Today we sailed on a Northeasterly course toward our first port in Iceland, Isafjordur. It was cold, overcast but the seas weren’t too bad. I am still reveling in the excitement of visiting Greenland. It is now day 9 on our voyage and here’s my take on how it’s going…. The Captain, Andre van Schoonhoven, and the Hotel Manager, Firmin Van Walle are fabulous individuals and they and their staffs are doing an excellent job….. The food and service is almost like being on a Grand Voyage. They care about what they are doing and it shows. The ports have been excellent. The port of Nanortalik went way overboard in trying to gouge the guests at every turn. They even wanted $10 just to go inside the church…. a bit excessive. We are losing several hours on this voyage and the Captain is changing the clocks at noon which is working really well.
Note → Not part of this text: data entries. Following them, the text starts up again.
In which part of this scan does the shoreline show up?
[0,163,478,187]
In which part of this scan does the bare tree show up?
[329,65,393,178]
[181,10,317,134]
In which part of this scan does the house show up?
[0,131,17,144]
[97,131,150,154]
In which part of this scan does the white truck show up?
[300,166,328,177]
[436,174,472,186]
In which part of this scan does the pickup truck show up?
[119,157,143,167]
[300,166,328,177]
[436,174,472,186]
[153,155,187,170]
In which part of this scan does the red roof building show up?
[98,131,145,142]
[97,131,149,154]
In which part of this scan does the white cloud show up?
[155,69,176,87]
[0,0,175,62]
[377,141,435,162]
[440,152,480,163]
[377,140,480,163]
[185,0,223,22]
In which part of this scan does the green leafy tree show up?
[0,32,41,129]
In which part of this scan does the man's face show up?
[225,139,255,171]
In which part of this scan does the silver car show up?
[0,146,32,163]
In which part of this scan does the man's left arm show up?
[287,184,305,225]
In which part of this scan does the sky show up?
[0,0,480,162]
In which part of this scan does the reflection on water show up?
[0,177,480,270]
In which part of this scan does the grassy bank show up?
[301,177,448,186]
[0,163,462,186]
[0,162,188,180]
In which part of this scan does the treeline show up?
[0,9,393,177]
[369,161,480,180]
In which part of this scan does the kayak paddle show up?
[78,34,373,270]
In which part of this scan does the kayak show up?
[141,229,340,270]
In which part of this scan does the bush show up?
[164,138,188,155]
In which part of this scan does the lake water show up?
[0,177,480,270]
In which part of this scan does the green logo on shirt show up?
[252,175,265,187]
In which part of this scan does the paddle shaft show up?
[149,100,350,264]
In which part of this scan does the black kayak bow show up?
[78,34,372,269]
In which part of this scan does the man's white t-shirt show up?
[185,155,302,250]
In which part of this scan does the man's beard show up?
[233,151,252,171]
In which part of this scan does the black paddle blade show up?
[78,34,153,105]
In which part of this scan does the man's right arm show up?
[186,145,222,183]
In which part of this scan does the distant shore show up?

The staff in general is doing a commendable job even in areas where they have been stretched a bit thin through cutbacks. So, my assessment at this point is that Holland America can be proud of the work performed by the team aboard the ms Maasdam. Tomorrow, as I mentioned we are going to Isafjordur, our first port in Iceland. If the prices of the tours are any measure this will be one expensive island…. Perhaps it is a product of the country’s financial meltdown. We’ll see! I don’t ever cover the price of tours but for Iceland I will make an exception. I will be going on a 3 hour tour costing $139….a bit pricey?
Here is the ship’s description of the tour: Life & Culture of Isafjordur
From Ísafjördur harbor, you will head through the center of town with a stop at the Ósvör 19th-century fisherman’s hut, restored in 1988. Drive through Bolungarvík village and back to Ísafjördur with views of the magnificent mountains and Westfjord—a beautiful but sometimes harsh landscape. You will also see Buná River and waterfall in Tunguskogur and sip fresh mountain water that flows down the stream clear and refreshing. Finally, see the Maritime Museum of Ísafjördur, located in one of the town’s oldest houses (1780).